# Taxi on Christmas Day?



## lemrac (2 Dec 2006)

anybody know any taxis who run on christmas Day?

thanks

L


----------



## kilomike (2 Dec 2006)

Anywhere in particular?


----------



## MugsGame (2 Dec 2006)

Depends where you are. Plenty in Dublin City Centre on Christmas morning last year. If you have a specific journey planned, try booking a week in advance with one of the national taxi companies/agents.


----------



## lemrac (3 Dec 2006)

Need to go from Dublin 16 to Celbridge and back. tried one cab company and they told me to see what they have on the day but that's no use as I need to know for sure that I'd have transport.

thanks
L


----------



## kilomike (4 Dec 2006)

I think if you try more local cab companies you will find one that will take a booking for December 25th.


----------



## jambr (4 Dec 2006)

Dublin 18 taxis are very good and have never let us down.
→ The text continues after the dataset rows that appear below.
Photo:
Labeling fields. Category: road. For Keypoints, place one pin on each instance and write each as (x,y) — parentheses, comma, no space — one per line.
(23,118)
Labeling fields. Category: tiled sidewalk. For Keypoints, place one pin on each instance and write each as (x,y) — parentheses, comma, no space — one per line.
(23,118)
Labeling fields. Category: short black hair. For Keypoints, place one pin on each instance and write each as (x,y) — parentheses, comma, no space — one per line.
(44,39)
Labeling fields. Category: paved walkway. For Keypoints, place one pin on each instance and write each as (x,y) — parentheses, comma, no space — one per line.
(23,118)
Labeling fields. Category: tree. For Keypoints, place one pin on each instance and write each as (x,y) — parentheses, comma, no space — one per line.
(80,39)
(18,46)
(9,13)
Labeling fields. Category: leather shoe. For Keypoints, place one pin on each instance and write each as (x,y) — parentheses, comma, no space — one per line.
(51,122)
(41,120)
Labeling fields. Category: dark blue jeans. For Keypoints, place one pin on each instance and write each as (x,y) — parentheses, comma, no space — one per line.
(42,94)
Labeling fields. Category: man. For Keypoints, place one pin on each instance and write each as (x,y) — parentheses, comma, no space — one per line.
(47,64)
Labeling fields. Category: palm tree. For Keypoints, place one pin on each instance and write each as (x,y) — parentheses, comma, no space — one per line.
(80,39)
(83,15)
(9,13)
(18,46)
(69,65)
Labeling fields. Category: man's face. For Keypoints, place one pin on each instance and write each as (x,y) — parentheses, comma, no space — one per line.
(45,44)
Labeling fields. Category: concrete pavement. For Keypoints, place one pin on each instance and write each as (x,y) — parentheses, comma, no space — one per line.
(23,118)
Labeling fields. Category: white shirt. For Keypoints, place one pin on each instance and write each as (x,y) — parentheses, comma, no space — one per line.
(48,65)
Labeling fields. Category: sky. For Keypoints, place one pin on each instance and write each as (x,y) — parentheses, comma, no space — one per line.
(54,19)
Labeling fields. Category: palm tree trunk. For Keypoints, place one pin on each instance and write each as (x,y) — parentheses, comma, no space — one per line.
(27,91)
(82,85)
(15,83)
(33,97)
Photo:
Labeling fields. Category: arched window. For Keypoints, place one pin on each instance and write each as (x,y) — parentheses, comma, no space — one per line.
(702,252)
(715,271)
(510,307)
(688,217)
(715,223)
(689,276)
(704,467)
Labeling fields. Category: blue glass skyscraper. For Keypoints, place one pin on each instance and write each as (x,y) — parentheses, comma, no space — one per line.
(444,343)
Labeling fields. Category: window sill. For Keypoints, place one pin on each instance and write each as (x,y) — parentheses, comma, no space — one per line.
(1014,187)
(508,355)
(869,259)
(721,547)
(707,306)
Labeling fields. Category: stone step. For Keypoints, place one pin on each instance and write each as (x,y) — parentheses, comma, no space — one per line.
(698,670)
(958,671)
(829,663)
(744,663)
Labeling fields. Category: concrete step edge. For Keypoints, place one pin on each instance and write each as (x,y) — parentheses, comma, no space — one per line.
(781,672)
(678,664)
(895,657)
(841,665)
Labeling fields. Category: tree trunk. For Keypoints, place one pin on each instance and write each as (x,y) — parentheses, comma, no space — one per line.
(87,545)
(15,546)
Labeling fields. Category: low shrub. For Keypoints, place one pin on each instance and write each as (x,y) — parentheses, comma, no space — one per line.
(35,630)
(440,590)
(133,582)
Never used them on Christmas day though. 
Good luck.


----------



## cjh (5 Dec 2006)

Try 01 7082222 - they're some umbrella taxi group in Dublin 18 (don't know the name) and they're very good.


----------



## lemrac (6 Dec 2006)

Thanks will try numbers suggested

L


----------



## PM1234 (16 Dec 2006)

I asked a taxi driver tonight - he said Checkers work on Christmas Day - tel 8343434.


----------



## Iano (18 Dec 2006)

dalkey Cabs also operate on Christmas, I believe. Tel. 2857777


----------